« Go back to CleanTips home

Engineering a Harness for a ProTeam Backpack Vacuum

Loading the player ...


Alex J. Wall

Alex J. Wall
Lead Industrial Designer
Emerson Tool Company

Q: You are the Lead Industrial Designer for Emerson Tool Company. How did you come to work on engineering a backpack vacuum harness for ProTeam?

About thirty years ago, ProTeam introduced the original lightweight backpack vacuum to the cleaning industry, and it immediately raised the bar for vacuuming. It was simply a better mousetrap for a number of reasons. Most importantly it provided greater cleaning power, productivity, and user comfort. Due to the popularity of the ProTeam backpack vacuum, Emerson heard about ProTeam and acquired the company in 2009. Since then, we have joined forces to keep creating solutions that make cleaning pros lives easier.

Q: When you set out to create a new harness for the Next Generation backpack vacuums, what were your goals?
Our goals are always to provide solutions, to improve efficiency, and to give the user the best product experience possible. In designing the new harness, we specifically wanted to improve comfort for the cleaning professionals who use our backpack vacuums for more than six hours a day.
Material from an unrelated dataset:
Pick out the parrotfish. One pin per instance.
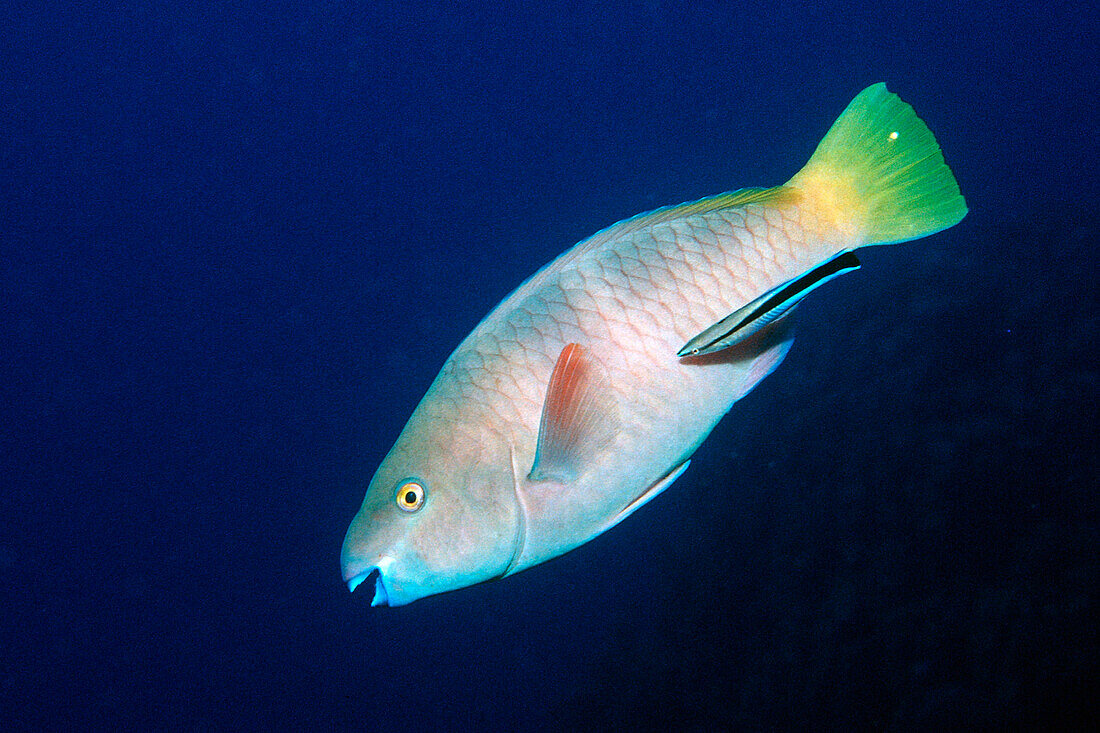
(586, 391)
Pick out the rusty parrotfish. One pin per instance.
(585, 392)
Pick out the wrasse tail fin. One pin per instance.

By striving to increase comfort and longevity for those users, we knew that every other user would benefit from the improvements as well.

We set another ambitious goal: to design a harness that could be adjusted to fit the 95th percentile, meaning that users of any size, from very large to very small, can expect a consistently comfortable experience. That included increasing comfort for the female user.

Q: How did those goals translate onto the new harness?
The new harness is simpler and less cumbersome. We reduced the twisting of the shoulder straps by removing the adjustment at the top of the strap and sewing the strap directly onto the back plate. This has the added benefit of holding the shoulder straps upright, making the vacuum easier to put on. In efforts to reduce chafing, we sewed the edge piping of the shoulder straps, then turned them inside out so the piping was no longer protruding and rubbing on the user.

On the previous harness, the lumbar padding was pretty minimal. On the new harness, we beefed up the padding, providing greater support to the lower back. This pushes the unit a little further away from the body, creating better airflow to keep the user cool. The sternum strap is easier to adjust without twisting, and it adjusts to fit a broader range of users. I don’t think we quite reached the goal of designing for the 95th percentile. We probably achieved closer to the 85th or 90th percentile with the new harness, which should still be an improvement for most users, especially female users.

Q:In your opinion, what is the impact of a comfortable harness on the task of vacuuming?
We start with the cleaning worker in mind - more so than just the task of vacuuming. I think that whenever we can make a task more comfortable, especially something as labor intensive as cleaning, we can help make someone’s life easier. By increasing comfort, we can reduce downtime from taking the vacuum on and off and help cleaning professionals get done with vacuuming tasks faster. Then, ideally, they can move on to other tasks and improve their overall standard of cleaning.